2021-02-21 Thread Alexandre Ghiti
At early boot stage, we have a whole PGDIR to map the kernel, so there
is no need to restrict the early mapping size to 128MB. Removing this
define also allows us to simplify some compile time logic.

This fixes large kernel mappings with a size greater than 128MB, as it
is the case for syzbot kernels whose size was just ~130MB.

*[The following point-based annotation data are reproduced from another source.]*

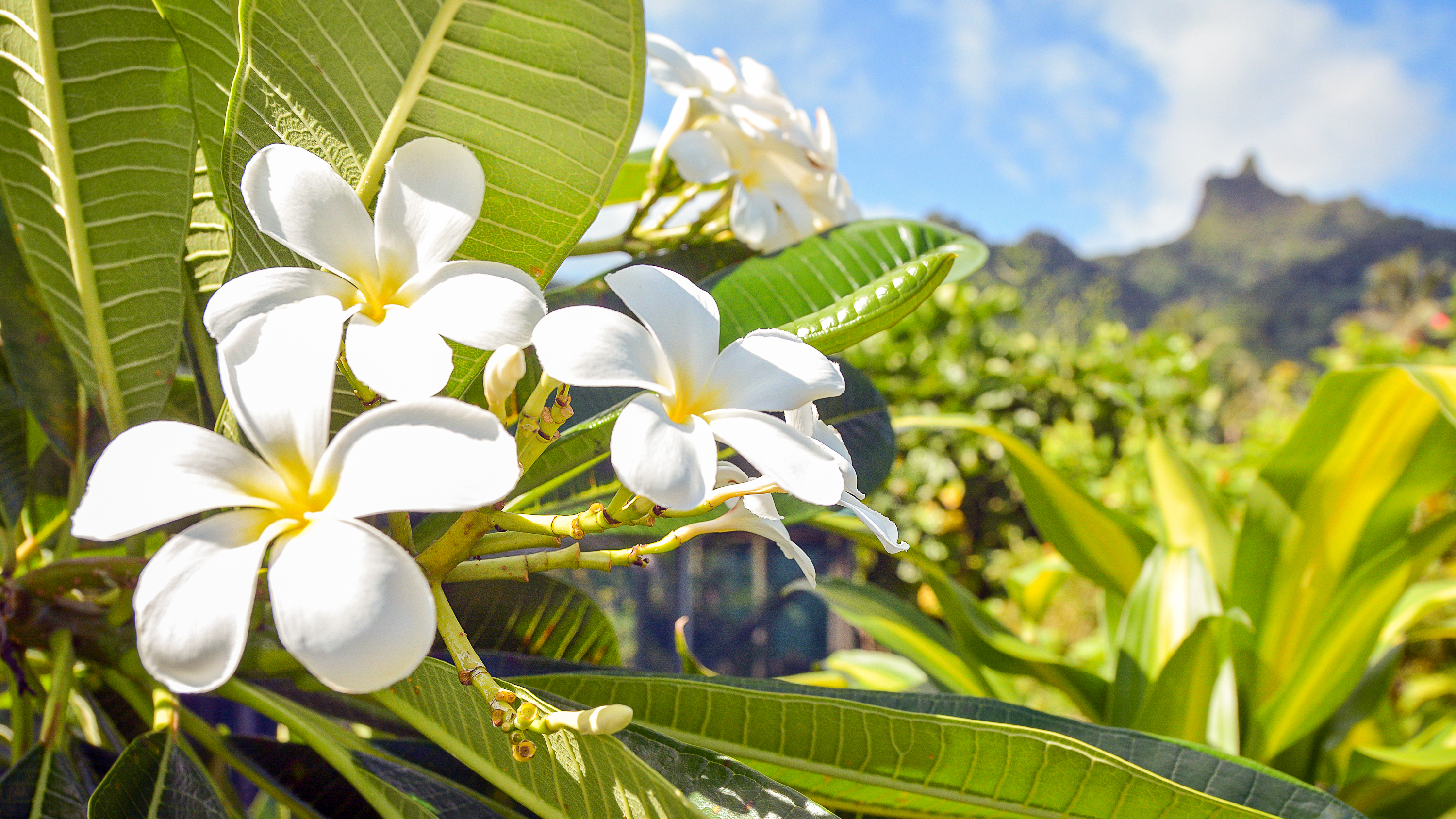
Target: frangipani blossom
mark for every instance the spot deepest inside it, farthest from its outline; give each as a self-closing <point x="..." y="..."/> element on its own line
<point x="663" y="444"/>
<point x="752" y="514"/>
<point x="347" y="601"/>
<point x="392" y="276"/>
<point x="736" y="123"/>
<point x="806" y="419"/>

Note that on rv64, for now, we are then limited to PGDIR size for early
mapping as we can't use PGD mappings (see [1]). That should be enough
given the relative small size of syzbot kernels compared to PGDIR_SIZE
which is 1GB.

[1] https://lore.kernel.org/lkml/20200603153608.30056-1-a...@ghiti.fr/

Reported-by: Dmitry Vyukov 
Signed-off-by: Alexandre Ghiti 
---
 arch/riscv/mm/init.c | 21 +
 1 file changed, 5 insertions(+), 16 deletions(-)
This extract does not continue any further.